Well, we got the help we needed, were able to come up with a consistent repro scenario, and were able to prove that the fix I’d implemented did, indeed, resolve the problem that users had been seeing. Thanks to some very hard work by a lot of people, both in and outside of Microsoft, we were able to have a service release of Word ready they day Jaguar shipped, and very few users every actually ran into this particular problem.

The disk is full on save problem, however, was plagued by our inability to come up with consistent repro scenarios, and while we’d suspected the OS file limit was the root cause for some time, the question that always plagued us was understanding why we could not reproduce the problem, in those rare instances where we came up with a repro scenario, while running under the debugger. It wasn’t until we learned that the debugger bumped the OS open file limit for the debugged process that we knew the answer to that question, and could proceed. Moreover, as we’d fix one scenario in one particular way, finding other repro scenarios got increasingly difficult.

The point of all of this is that fixing a bug requires two things. The first, of course, is some way to diagnose the actual problem and come up with a fix. But the second, and not so obvious, is the need for a consistent repro scenario that enables us to prove that the fix actually resolves the problem. Without both, we’re really only guessing, and even though it might be a very well educated guess, it’s still only a guess.

We resolved the font menu buffer overrun in September of 2002. Since then, the age of Word’s code base has surpassed the legal drinking age in all 50 states. With a code base that old, you simply can’t afford to release a fix based on even an educated guess. The risk that you’ve introduced a problem worse than the one you’re trying to fix is simply too high. At that point, the only alternative is to roll the fix into the next major release, which gives us enough time to pound on the fix in a wide variety of scenarios such that we have sufficient confidence in the efficacy of the fix.

Now, why tell these stories? Why even bother to air out our dirty laundry like this? Certainly not because I’m a masochist. Rather I’m a pragmatist. Word has a number of quirks, funky behaviors, and downright nasty bugs (of the latter I’m certain, even though I can’t prove it). Fixing them requires a cooperative effort between users and those of us who work on the product. We need as much information as you can give, but I want people to understand the difference between actual information and speculation about the causes of the problem.

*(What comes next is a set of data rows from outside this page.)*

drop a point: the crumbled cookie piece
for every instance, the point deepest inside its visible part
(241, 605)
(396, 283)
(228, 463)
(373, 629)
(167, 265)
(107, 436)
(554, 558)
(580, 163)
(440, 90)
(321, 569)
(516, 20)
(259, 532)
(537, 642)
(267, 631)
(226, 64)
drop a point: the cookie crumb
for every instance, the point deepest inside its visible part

I can pretty much guarantee that you won’t be able to out speculate those of us who work on the product. For any given problem that you’ve encountered, there’s a pretty good chance that we have suspects that never occurred to you. Sgt. Joe Friday’s most famous line is apropos. Speculation, especially speculation that is highly judgmental, is utterly useless to me, and a waste of both your time and mine. I gotta have a repro, man.

And for all of those people blogging about Word, don’t think we don’t read what you’ve had to say. In fact, right now, there’s a team of developers , testers and users who are scouring the Internet and various newsgroups for any reports of problems with Office 2004. They’re known as the MacSWAT team. They include all of the Mac Office MVPs—people who really have both my admiration and undying gratitude.